Last Updated September 5, 2023.
Maxim Gorki’s Mother was a pioneer work of Russian Socialist Realism. Characterized by its often bleak authenticity and true-to-life style, the genre aimed to elevate and praise the mundane lives of workers and peasants. Gorki honed the style throughout his literary career, using his scathing works of social commentary to praise Russian socialism, espouse Marxist ideology, and honor the proletariat. Mother embraces these common themes, as it is loosely based on the events of the failed 1905 Russian revolution.
The novel follows the gradual radicalization of Pelagueya Nilovna Vlasova, a widowed Russian woman living in the small factory community of Nizhni-Novgorod. After the death of her physically abusive and emotionally distant husband, Michael Vlasov, Pelagueya worries that her son, Pavel, will follow in his footsteps. She fears that, like Michael, the hard labor, poor wages, and unfortunate circumstances that factory workers face will mold her son into a violent drunk. However, her fears fail to materialize, as Pavel seems to be a different sort of man. A prolific reader who grows obsessed with Marxist ideology, Pavel stands firm in his convictions. He does not allow the back-breaking labor of his daily life to wear him down; instead, he reads voraciously, first learning the ideology of revolutionary socialism, then putting it into practice.
Initially, Pelagueya is mistrustful, worrying that this subversive literature will lead her son astray. One afternoon, Pavel begs his apprehensive mother to meet some of his friends, who are also devout Socialists. Until this point, Pelagueya’s life was one of unconscious acceptance and quiet misery; her ignorance is symbolically akin to the circumstances of the oppressed and uneducated proletariat that Gorki seeks to uplift. However, her son’s socialist awakening is not an isolated event. She, too, experiences a sense of enlightenment and certainty, embracing her son’s values entirely. Overnight, their lives are transformed, as their working-class hovel becomes a buzzing center for revolutionary activity.

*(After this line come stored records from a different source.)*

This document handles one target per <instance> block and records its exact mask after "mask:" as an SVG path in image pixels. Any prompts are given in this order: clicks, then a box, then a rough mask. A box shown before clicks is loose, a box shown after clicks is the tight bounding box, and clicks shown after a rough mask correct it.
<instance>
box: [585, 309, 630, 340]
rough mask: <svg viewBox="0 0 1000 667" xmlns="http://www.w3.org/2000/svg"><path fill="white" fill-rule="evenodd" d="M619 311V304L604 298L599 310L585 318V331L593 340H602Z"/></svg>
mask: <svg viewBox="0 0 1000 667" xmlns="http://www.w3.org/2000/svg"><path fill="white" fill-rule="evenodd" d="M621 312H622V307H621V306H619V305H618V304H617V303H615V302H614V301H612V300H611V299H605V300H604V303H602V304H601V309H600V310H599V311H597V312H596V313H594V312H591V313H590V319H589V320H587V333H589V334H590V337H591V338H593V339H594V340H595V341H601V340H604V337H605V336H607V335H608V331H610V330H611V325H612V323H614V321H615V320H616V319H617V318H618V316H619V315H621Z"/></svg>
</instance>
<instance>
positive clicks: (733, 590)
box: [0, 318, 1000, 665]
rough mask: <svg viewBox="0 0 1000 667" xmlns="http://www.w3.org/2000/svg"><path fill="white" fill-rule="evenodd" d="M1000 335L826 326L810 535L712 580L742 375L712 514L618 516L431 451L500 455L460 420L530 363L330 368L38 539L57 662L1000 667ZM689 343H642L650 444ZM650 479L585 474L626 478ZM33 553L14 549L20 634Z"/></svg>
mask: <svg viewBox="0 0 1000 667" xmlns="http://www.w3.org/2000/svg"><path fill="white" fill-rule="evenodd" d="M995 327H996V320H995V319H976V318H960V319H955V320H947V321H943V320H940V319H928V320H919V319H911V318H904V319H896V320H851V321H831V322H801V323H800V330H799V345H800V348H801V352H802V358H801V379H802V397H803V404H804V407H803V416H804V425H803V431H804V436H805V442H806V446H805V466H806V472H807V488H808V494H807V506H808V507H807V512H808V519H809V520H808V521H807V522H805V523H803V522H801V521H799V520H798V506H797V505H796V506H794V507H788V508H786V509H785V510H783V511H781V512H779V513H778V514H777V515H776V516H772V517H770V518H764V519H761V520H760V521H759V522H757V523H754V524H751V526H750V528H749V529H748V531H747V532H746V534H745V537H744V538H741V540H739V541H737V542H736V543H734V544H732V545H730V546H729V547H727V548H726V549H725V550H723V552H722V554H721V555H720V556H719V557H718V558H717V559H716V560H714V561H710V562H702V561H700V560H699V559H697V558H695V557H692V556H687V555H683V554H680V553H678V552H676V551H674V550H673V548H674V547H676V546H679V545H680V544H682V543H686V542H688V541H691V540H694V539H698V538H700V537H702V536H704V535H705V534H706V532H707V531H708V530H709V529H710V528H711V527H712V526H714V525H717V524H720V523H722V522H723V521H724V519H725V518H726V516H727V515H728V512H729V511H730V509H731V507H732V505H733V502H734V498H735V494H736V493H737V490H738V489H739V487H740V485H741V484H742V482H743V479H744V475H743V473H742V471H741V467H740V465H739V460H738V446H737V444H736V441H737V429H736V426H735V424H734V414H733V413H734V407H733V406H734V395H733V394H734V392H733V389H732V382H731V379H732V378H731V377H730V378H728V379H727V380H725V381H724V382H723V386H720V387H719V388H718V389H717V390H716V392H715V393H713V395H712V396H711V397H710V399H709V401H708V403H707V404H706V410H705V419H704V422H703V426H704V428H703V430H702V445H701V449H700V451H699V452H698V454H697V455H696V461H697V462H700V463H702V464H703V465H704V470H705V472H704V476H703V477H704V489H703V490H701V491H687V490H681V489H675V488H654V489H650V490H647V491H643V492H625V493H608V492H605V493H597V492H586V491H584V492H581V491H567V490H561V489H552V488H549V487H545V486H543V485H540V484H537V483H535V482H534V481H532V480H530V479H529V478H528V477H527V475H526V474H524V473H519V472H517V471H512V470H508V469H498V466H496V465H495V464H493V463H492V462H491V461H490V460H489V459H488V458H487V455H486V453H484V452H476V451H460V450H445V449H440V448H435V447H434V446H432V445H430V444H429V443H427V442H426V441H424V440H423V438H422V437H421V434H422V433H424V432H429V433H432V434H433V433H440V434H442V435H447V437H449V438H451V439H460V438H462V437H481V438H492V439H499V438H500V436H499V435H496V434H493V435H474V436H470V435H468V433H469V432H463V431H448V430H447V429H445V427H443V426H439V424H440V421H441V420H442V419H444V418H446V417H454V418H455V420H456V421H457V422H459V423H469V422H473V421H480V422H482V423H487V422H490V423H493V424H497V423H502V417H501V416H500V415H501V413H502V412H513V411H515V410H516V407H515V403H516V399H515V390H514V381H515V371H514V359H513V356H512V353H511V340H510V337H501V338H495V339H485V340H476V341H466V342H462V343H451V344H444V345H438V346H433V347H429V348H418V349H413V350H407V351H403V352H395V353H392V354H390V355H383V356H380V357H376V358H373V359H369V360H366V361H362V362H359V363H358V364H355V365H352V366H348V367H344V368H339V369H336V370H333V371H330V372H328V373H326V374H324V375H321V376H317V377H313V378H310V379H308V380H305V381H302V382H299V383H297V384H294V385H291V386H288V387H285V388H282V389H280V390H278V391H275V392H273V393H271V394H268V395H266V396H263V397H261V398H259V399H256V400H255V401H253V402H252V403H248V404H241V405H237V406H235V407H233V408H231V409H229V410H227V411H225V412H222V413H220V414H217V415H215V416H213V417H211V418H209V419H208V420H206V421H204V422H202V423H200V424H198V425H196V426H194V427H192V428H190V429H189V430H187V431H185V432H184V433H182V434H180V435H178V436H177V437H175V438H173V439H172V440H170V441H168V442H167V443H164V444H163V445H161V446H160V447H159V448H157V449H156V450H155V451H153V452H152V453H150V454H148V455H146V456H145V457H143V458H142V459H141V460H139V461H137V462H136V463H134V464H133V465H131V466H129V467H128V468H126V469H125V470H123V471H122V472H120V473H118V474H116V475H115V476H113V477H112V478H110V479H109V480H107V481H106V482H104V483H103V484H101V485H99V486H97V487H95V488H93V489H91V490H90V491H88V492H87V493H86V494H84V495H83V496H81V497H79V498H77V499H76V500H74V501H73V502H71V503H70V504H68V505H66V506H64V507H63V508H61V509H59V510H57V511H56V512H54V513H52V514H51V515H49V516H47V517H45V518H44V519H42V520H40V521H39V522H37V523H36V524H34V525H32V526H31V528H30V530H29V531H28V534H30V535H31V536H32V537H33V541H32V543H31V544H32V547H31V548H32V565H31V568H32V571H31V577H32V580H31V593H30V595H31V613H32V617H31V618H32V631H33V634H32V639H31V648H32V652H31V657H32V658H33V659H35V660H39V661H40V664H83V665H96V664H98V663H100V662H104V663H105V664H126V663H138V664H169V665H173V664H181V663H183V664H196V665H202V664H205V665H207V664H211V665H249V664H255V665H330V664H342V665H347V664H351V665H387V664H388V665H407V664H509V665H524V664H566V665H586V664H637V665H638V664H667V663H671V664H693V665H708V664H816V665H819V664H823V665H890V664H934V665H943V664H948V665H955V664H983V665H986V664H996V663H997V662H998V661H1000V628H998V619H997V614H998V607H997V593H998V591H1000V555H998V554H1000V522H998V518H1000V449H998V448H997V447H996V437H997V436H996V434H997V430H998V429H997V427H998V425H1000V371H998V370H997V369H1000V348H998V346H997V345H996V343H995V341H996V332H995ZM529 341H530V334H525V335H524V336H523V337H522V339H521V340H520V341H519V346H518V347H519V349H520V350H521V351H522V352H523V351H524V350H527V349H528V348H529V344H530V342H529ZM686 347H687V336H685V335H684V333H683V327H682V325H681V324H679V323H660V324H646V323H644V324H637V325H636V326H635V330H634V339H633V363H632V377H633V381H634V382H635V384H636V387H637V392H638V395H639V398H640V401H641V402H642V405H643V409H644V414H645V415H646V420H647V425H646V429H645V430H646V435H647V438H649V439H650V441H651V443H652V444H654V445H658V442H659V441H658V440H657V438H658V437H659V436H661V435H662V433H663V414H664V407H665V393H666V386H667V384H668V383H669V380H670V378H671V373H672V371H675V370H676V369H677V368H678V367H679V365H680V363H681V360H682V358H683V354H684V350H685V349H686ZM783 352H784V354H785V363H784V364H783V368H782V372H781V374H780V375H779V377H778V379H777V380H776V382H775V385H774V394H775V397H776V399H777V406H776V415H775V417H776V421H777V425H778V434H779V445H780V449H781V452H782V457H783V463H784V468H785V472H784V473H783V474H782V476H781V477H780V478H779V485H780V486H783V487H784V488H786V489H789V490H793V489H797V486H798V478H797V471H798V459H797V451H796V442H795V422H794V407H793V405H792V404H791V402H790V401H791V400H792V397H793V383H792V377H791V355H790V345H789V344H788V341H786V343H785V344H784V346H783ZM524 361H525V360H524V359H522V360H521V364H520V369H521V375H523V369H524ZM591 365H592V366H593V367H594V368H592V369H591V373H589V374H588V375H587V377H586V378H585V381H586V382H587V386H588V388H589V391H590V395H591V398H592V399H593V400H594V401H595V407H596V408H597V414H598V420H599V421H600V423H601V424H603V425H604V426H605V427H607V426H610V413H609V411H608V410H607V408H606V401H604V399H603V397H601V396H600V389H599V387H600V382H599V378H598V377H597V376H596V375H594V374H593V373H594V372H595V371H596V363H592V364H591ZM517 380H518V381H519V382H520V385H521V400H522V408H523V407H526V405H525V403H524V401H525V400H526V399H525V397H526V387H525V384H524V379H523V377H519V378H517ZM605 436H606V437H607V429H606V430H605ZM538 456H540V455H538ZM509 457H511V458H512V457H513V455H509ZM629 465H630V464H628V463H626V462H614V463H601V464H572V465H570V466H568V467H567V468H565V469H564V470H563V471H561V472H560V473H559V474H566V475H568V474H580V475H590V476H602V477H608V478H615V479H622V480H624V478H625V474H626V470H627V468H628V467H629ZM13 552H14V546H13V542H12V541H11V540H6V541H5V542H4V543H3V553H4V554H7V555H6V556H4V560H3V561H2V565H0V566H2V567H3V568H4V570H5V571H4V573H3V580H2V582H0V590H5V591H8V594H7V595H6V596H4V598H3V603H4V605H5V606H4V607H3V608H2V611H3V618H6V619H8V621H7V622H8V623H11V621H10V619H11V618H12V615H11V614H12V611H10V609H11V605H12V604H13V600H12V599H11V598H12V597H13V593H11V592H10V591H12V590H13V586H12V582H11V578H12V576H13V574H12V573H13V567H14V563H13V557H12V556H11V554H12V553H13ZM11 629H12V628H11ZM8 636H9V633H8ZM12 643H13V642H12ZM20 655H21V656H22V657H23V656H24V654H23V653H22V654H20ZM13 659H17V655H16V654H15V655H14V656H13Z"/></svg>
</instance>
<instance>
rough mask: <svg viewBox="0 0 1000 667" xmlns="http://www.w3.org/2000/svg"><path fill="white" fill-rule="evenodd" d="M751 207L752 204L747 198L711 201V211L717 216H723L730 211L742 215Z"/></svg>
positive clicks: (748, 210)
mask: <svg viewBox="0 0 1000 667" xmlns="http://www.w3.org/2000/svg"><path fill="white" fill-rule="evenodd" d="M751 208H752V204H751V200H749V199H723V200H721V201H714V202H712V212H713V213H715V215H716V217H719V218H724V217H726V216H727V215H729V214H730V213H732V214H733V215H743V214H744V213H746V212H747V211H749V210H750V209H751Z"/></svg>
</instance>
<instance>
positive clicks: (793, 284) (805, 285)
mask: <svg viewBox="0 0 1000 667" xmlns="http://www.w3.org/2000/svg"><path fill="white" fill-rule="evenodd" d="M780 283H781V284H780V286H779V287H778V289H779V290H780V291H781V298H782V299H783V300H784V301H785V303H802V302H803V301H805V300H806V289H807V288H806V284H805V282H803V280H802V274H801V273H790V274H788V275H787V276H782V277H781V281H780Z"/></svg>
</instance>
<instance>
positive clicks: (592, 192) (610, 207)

Many of Pavel’s friends join the mother-son duo, writing and distributing pamphlets, conversing with other villagers and workers, and seeking to strengthen support for their cause. When the factory decides to impose a one-kopek tax on the workers to fund the drainage of the mosquito-infested swamp by the factory, Pavel leads the worker's protest and is jailed. He accepts this hardship stoically. Emboldened by the imprisonment of her son, Pelagueya takes up the mantle. She takes a job as a caterer and begins to smuggle the group’s pamphlets into the factory under the guise of food delivery. Shortly after, Pavel is released, and the group resumes their activities.
Though it means another arrest, Pavel decides to carry the banner at the head of the May Day demonstrations. Despite her reservations, Pelagueya supports her son’s choices, continuing her revolutionary work in his stead. At his trial—which occurs several months later—Pavel gives an impassioned speech, arguing that the proletarian uprising is inevitable and revolution is unavoidable. He tells the presiding judges that he and his comrades are “uncompromising enemies” of them and the socioeconomic milieu they represent. Pavel holds nothing back, barbing his speech with the bitter venom of a man willing to martyr himself for his cause. In response, the court sends him into exile in Siberia.
Comrades throng outside the courtroom, praising Pavel's speech, and Pelagueya secretly records his words. Later, she prints them into a pamphlet. As she distributes her son's words alongside anti-regime literature and struggles to rouse the sullen masses to revolution, Pelagueya recognizes a police spy watching her. Knowing she is trapped, she presses through the crowd in a fruitless attempt to escape. When the police reach her, they grab her by the collar and tell her to leave. She ignores their commands, continuing to hand out Pavel’s speech. Despite the blows raining down upon her, Pelagueya does not falter; she continues to speak, crying out, “You will not drown the truth in seas of blood. You heap up only malice on yourselves, you unwise ones! It will fall on you" Her voice falters as someone begins to choke her; in a hoarse voice, she utters the last words of Mother: “You poor, sorry creatures.”